From a purely corporatist perspective, Valero has a point. After all, spending a few million dollars in a deceptive political campaign - does anyone really believe for an instant that their opposition to AB 32 is out of concern for the potential loss of jobs in California? - is chump change compared to what they would need to do to bring their heavily polluting refineries into compliance with the law.
There are actually two interesting things about this story. The first is that a group of shareholders, small though they are, might spark an uprising to demand that these oil companies actually behave in a way that is not entirely about the immediate bottom line. After all, corporations exist for the benefit of its shareholders and those shareholders are free to redefine that benefit in any (legal) way that they choose. Perhaps a benefit that looks toward the future of a changing climate is one that a corporation’s Board could reasonably pursue.

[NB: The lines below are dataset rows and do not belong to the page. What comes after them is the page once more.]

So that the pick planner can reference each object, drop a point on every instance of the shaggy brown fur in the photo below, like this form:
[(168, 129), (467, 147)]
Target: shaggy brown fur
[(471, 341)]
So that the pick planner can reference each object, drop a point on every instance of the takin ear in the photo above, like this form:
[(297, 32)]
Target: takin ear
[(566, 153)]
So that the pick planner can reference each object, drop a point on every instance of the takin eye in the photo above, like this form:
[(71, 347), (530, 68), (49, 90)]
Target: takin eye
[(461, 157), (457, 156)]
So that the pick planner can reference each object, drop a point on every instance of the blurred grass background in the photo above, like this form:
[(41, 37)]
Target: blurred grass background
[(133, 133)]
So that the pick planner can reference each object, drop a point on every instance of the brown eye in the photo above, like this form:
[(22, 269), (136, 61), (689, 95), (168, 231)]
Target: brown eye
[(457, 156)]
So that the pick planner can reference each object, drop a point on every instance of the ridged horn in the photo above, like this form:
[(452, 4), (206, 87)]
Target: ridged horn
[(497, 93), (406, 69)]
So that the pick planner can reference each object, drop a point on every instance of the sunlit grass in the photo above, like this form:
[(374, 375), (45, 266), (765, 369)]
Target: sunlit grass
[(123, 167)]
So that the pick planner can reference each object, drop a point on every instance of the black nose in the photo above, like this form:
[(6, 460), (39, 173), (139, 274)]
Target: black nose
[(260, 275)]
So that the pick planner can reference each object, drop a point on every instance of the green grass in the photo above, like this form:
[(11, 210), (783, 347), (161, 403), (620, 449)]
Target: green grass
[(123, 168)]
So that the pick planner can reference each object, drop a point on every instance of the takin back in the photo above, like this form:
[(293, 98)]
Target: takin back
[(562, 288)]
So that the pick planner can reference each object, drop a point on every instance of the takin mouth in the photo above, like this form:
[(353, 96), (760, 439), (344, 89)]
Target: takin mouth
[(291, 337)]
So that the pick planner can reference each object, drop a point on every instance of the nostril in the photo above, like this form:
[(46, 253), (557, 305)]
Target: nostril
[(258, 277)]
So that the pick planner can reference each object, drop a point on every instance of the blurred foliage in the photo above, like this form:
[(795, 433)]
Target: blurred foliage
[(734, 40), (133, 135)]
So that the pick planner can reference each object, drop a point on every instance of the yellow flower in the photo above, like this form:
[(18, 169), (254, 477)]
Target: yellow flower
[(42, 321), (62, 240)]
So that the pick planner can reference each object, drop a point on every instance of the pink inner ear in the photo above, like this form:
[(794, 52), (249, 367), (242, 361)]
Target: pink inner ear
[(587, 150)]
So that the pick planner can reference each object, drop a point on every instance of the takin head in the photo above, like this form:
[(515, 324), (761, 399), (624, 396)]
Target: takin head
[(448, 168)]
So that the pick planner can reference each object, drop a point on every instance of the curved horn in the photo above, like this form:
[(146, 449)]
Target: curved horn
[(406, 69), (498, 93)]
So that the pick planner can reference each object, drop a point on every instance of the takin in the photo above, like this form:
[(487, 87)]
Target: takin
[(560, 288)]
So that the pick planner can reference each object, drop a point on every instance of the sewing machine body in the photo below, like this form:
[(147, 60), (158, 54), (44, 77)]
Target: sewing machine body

The second interesting part of the story is how large institutional investors are set to come out in opposition to Prop 23. From the article:
The announcement marks the beginning of a concerted campaign by a group of large investors to defeat Proposition 23 and preserve the California law cutting industrial and vehicle emissions. Next week, several large investment firms — including one of the world’s largest, Deutsche Asset Management — are expected to formally announce opposition to Proposition 23.
“If Prop. 23 passes, it would be a considerable setback for renewable energy investment in the U.S.,” said Mayura Hooper, a spokesman for Deutsche Asset Management. “Investors require consistent and long-term policies, and if a leader like California suspends its regulatory framework for climate change, there is a high risk that other states will follow.”
So it isn’t just the “enviro-wackos” (as some would label us) who oppose Prop 23 - it is also the investment funds that have historically driven a great deal of new, hi-tech business growth in this traditionally cutting-edge State. Of course, what the hi-tech investors fear - that if California falls back, so will others - is just what the fossil fuel industry is hoping will occur. But they aren’t just hoping - they are pouring their shareholders’ money into the fray.
High time that some of those shareholders say, “Not so fast.”